The Federal Reserve of the United States announced the most aggressive interest rate hike in nearly 30 years, raising the benchmark borrowing rate by 0.75 percentage points.
Basics: Rising interest rates will make U.S. bonds more appealing, causing investors/citizens to invest in them rather than spend. Borrowing will also become more expensive, which will keep inflation in check. In addition, FII from emerging markets may withdraw funds and invest in U.S. bonds. This will strengthen the U.S. dollar against other currencies.
Impact on India:
1. When the Fed raises its policy rates, the difference between the interest rates of the two countries narrows, thus, making countries such as India less attractive for the currency carry trade.
2. Higher returns in the U.S. debt markets may also lead to the flight of foreign investors from India.
3. It could weaken the Indian currency vis a vis U.S. Dollars.
4. The Fed rate hike will have a direct impact on the rupee and gold. When the dollar gains in value, the rupee value also drops, and so gold bought in rupees will be more expensive. Moreover, gold is considered to be a safe bet during times of uncertainty. So, more people will look to diversify their money and not park their money in bank deposits. This will lead to a hike in the gold price.
5. When interest rates are raised, the cost of borrowing rises. Banks will have to pay more to borrow money, but they will charge individuals and businesses more interest. As a result, mortgage rates will rise, and fewer people will be able to purchase homes. The auto industry is in the same boat. Businesses will reduce capital expenditure and look for ways to spend less.

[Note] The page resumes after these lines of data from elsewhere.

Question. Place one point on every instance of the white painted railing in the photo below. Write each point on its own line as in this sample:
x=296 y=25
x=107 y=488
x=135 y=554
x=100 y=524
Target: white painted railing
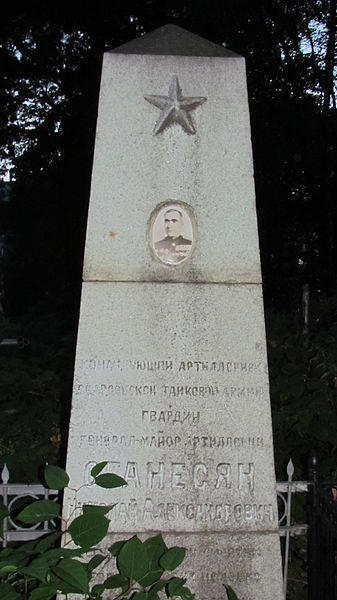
x=13 y=493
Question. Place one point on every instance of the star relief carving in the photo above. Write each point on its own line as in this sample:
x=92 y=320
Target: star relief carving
x=175 y=108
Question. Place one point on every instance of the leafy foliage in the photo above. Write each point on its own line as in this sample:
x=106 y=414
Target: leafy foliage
x=303 y=379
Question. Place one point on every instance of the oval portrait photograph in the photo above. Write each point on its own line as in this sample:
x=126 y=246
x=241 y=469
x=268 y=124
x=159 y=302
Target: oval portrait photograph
x=172 y=232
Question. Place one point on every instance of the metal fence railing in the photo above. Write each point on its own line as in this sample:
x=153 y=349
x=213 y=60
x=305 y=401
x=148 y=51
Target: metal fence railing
x=16 y=494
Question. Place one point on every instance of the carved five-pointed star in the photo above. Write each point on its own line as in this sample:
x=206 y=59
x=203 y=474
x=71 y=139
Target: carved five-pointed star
x=175 y=108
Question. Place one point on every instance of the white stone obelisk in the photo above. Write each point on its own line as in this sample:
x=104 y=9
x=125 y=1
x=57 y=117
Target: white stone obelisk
x=171 y=381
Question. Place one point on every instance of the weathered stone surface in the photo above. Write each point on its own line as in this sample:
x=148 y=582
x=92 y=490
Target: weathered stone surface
x=171 y=381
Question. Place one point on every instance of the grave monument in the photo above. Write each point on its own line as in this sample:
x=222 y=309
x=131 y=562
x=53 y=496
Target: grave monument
x=171 y=380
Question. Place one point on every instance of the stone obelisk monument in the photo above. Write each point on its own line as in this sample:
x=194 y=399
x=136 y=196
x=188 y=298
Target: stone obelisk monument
x=171 y=381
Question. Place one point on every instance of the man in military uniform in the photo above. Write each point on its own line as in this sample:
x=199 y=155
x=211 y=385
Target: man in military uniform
x=174 y=247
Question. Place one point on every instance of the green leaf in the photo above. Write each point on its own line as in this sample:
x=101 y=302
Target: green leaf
x=37 y=569
x=74 y=573
x=88 y=530
x=56 y=478
x=98 y=468
x=109 y=480
x=41 y=510
x=8 y=593
x=116 y=581
x=172 y=558
x=14 y=562
x=115 y=548
x=47 y=541
x=231 y=595
x=43 y=592
x=97 y=510
x=174 y=586
x=7 y=567
x=132 y=560
x=98 y=590
x=155 y=547
x=95 y=562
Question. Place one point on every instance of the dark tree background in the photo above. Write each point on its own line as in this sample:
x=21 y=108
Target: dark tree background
x=50 y=64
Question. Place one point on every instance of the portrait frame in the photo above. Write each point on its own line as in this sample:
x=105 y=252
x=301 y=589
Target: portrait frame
x=172 y=232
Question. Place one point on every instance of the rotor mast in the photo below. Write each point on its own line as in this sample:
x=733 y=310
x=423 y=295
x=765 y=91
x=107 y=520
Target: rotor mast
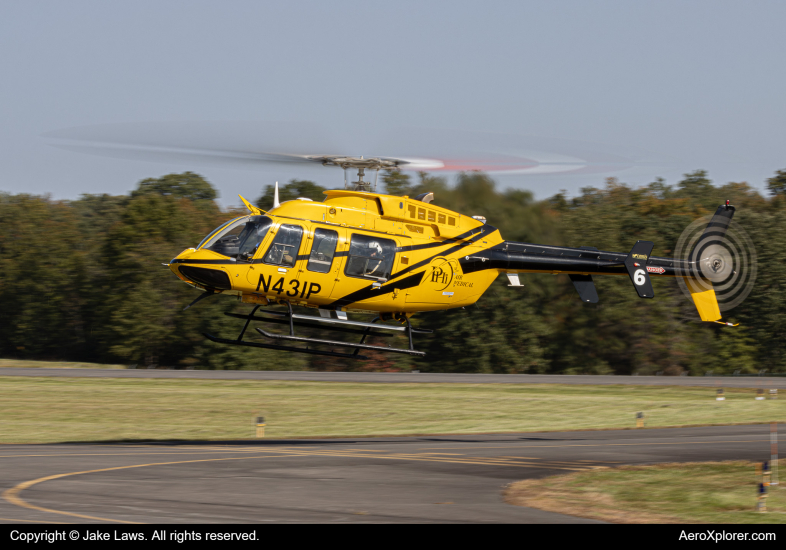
x=361 y=164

6. This will also spark a period of slower economic growth, resulting in layoffs.
The rate hike in the benchmark interest rates came amid record inflation in the U.S. since 1981 due to supply and demand imbalances, higher energy prices, etc.
But based on past experiences, the sudden rate tightening can trigger a recession. A recession or slowdown is a period of declining economic performance across an entire economy lasting for several months, usually two consecutive quarters of negative growth.
Indicators of Recession
1. Decline in real GDP; Decline in Real Income; Rise in Unemployment; Decline in Consumer spending, Stagnation of manufacturing and wholesale/retail sales.
2. Inverted yield curve, i.e., short-term debt instruments carrying higher yields than long-term instruments of the same credit risk profile, is an important event preceding the recession. Recently, the treasury yields of 2 and 10-year bonds inverted in the USA.